> The CSC has standing as real party-in-interest and can appeal CA’s decisions modifying or reversing them, when it would have an adverse impact on the integrity of the civil service. This is the Dacoycoy Doctrine (G.R. No. 135805, April 29, 1999) and it remains applicable.
> In an administrative case, where the party has been given the opportunity to appeal or seek reconsideration of the action or ruling, defects in procedural due process may be cured.
> The principles of circumstantial evidence under Sec. 4, Rule 133 of the Rules of Court has been applied in administrative cases, if the following requirements are met:
a) There is more than one circumstance;
b) The facts from which the inferences are derived from are proven; and
c) The circumstantial evidence must constitute an unbroken chain that leads one to a fair and reasonable conclusion pointing to the person accused, to the exclusion of others, as the guilty person.
> The right to cross examine the other party’s witness is not an indispensable aspect of due process in administrative proceedings. A fair and reasonable opportunity to explain one’s side is sufficient to meet the requirements of due process.
> General Manager of Water District is a primarily confidential position. The working relationship between the General Manager and the Board of Directors demands a high degree of trust and confidence.
> A co-terminous position falls under the non-career classification of position in the government service. Republic Act No. 9286 did not convert the General Manager position from non-career to career.
> CSC, DepEd, PRC have concurrent jurisdiction over administrative cases against public school teachers. That which first exercises jurisdiction excludes the others.
> Teachers are duly licensed professionals who must not only be competent but must also possess dignity and a reputation with high moral values. They must strictly adhere to, observe and practice the Code of Ethics of Professional Teachers.
> Section 8, Article VIII of the Code instructs that teachers cannot inflict corporal punishment on offending learners. A violation of this rule is tantamount to grave misconduct which is punishable by dismissal.
Trade & Investment Development Corporation of the Philippines (TIDCORP) vs. CSC, G.R. No. 182249, March 5, 2013 (En Banc)
> CSC’s rule-making power, albeit constitutionally granted, is still limited to the implementation and interpretation of the laws it is tasked to enforce.
> The rules that the CSC formulates must not override, but must be in harmony with the law it seeks to apply and implement.

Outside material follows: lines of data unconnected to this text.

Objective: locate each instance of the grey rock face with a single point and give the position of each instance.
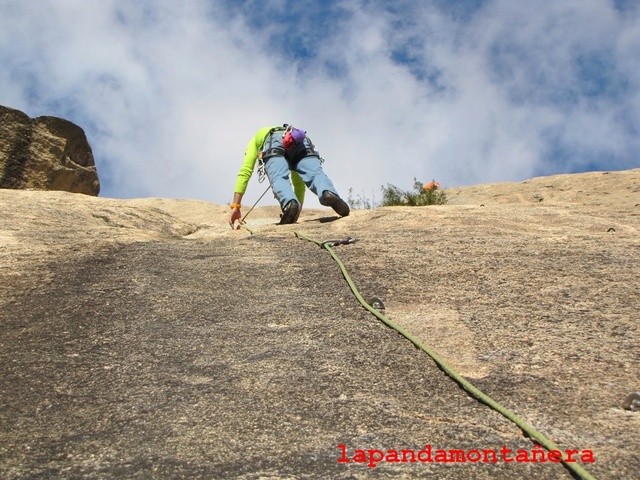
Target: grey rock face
(45, 153)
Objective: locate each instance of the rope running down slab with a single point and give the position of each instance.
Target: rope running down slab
(464, 383)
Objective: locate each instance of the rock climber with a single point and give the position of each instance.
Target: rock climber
(288, 157)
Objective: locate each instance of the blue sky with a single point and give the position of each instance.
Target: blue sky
(465, 92)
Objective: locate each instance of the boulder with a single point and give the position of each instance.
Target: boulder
(45, 153)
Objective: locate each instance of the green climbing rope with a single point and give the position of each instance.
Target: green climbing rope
(464, 383)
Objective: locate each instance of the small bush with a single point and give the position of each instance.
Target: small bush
(429, 194)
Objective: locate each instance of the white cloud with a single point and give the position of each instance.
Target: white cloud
(169, 93)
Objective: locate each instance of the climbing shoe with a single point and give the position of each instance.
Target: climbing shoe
(289, 212)
(332, 200)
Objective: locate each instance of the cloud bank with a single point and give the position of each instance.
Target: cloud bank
(464, 92)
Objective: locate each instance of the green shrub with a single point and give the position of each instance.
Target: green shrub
(429, 194)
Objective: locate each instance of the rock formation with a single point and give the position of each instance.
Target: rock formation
(45, 153)
(144, 338)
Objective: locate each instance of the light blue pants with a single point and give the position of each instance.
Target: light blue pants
(309, 168)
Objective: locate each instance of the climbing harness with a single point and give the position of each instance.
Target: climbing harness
(459, 379)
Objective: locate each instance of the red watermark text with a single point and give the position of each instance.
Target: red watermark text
(372, 457)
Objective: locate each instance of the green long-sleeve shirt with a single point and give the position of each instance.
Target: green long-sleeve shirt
(249, 163)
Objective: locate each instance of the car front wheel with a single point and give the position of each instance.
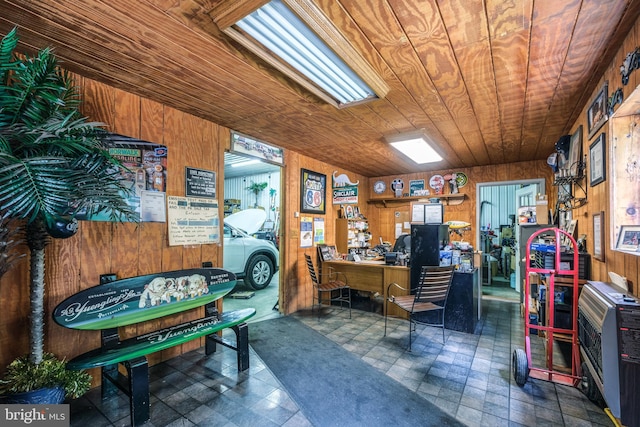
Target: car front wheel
(259, 272)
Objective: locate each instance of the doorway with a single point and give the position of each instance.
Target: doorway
(497, 217)
(252, 185)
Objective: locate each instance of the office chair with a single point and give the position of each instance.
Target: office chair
(430, 295)
(336, 283)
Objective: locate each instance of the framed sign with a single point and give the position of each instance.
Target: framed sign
(313, 187)
(597, 161)
(575, 153)
(597, 114)
(247, 145)
(629, 238)
(598, 236)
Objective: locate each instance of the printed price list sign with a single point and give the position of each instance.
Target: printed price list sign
(193, 221)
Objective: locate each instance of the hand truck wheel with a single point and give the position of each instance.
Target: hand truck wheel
(520, 365)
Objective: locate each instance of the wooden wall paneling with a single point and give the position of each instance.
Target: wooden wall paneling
(197, 155)
(61, 264)
(14, 315)
(179, 139)
(152, 236)
(95, 259)
(127, 117)
(125, 247)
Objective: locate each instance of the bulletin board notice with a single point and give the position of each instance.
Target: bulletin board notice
(192, 221)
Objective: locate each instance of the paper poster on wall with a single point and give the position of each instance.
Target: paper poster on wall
(153, 206)
(318, 231)
(145, 169)
(192, 221)
(200, 183)
(306, 232)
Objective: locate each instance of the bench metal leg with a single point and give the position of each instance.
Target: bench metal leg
(109, 389)
(242, 340)
(241, 345)
(138, 371)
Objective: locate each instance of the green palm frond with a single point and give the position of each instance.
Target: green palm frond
(53, 162)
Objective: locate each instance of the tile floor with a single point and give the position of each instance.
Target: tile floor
(469, 377)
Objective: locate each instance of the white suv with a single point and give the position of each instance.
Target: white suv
(253, 260)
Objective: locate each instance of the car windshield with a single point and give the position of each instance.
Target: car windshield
(229, 230)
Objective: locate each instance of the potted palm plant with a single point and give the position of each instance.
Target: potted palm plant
(257, 188)
(53, 164)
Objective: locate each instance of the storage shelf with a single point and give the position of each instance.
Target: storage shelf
(446, 199)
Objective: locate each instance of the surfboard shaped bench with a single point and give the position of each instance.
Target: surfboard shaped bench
(124, 302)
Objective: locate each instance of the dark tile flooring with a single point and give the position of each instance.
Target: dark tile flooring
(470, 377)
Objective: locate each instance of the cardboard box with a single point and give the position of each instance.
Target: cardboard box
(542, 209)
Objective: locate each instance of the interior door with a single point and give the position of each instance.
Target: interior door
(525, 199)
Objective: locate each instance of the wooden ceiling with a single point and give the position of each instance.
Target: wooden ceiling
(490, 81)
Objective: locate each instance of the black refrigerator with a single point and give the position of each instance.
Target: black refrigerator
(426, 242)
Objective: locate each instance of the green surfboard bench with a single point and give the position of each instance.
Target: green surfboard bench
(124, 302)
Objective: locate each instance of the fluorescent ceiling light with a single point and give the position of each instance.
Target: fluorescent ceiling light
(294, 36)
(245, 163)
(414, 145)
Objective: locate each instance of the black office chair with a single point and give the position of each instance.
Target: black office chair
(336, 283)
(429, 295)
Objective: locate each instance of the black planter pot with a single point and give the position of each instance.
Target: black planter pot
(43, 396)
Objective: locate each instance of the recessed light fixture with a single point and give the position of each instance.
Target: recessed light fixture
(414, 145)
(295, 37)
(245, 163)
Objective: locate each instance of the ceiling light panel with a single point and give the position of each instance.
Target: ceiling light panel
(294, 37)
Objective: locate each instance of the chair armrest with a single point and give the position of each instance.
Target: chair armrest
(333, 275)
(395, 285)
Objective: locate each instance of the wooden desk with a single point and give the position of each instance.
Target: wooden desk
(369, 277)
(462, 312)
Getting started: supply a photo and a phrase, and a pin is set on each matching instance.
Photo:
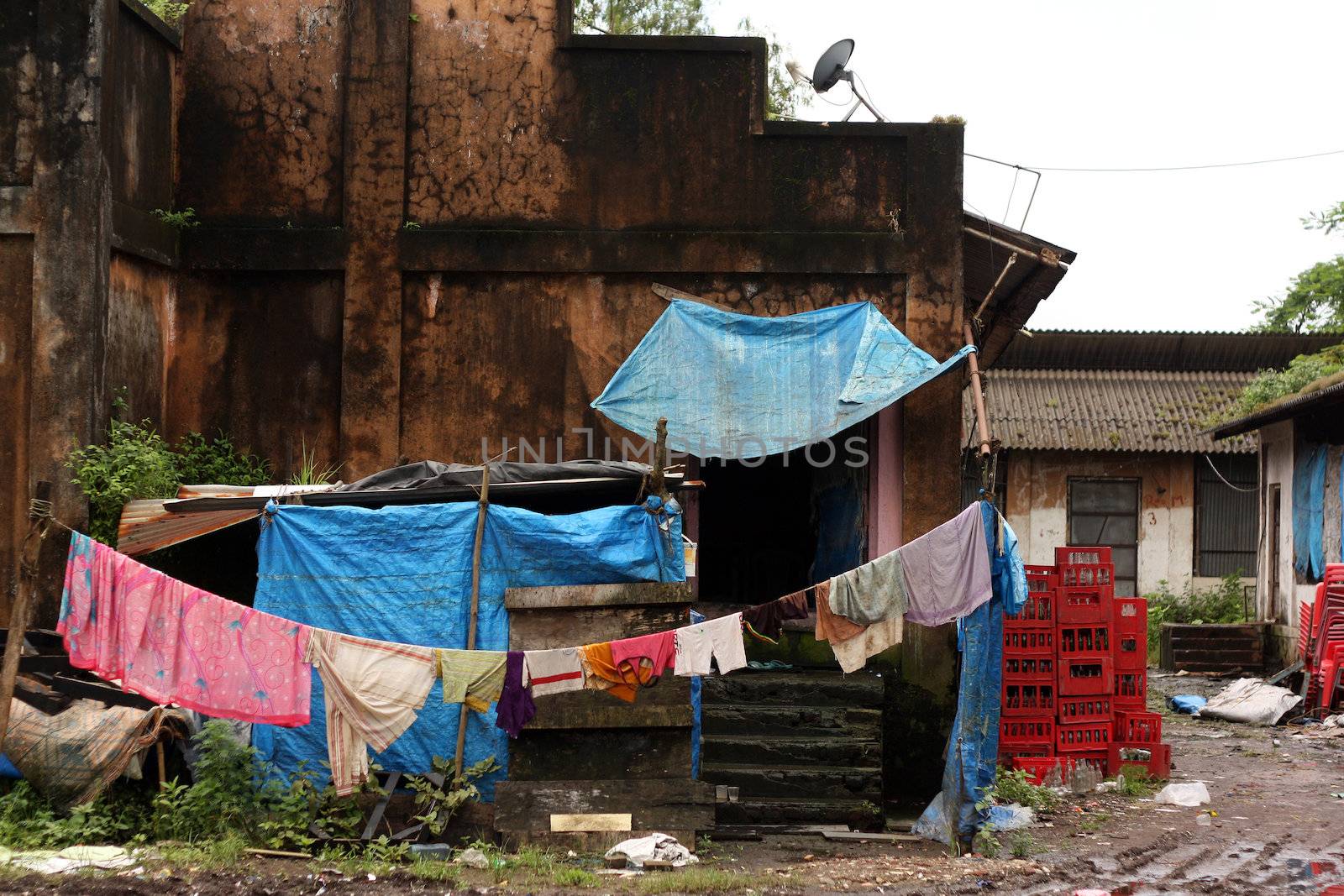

> TIDCORP’s charter expressly exempts it from existing laws on position classification, compensation and qualification standards. As such, the CSC cannot compel TIDCOR to comply with Sec 1(c) Rule 3 of CSC MC No. 40, s. 1998 which requires, as a condition sine qua non for the approval of an appointment, that the position title conform with the rules issued by DBM on Position Allocation List and Index of Occupational Service.
Re: Request for Guidance/Clarification on Sec. 7, Rule III of Republic Act 10154 Requiring Government Employees to Secure a Certification on No Pending Administrative Case from the CSC, A.M No. 13-09-08-SC, October 1, 2013 (En Banc)
> The rule does not apply to employees of the judiciary because under Sec. 6, Article VIII of the Constitution, only the Supreme Court exercises administrative jurisdiction over all courts and court personnel. Thus, it has custody of records pertaining to administrative cases of retiring court personnel.
> Prior clearance from the Office of the President or the Ombudsman on administrative cases also does not apply to retiring court personnel. But, a clearance requirement for criminal cases may be imposed as it is a matter beyond the ambit of the judiciary’s power of administrative supervision.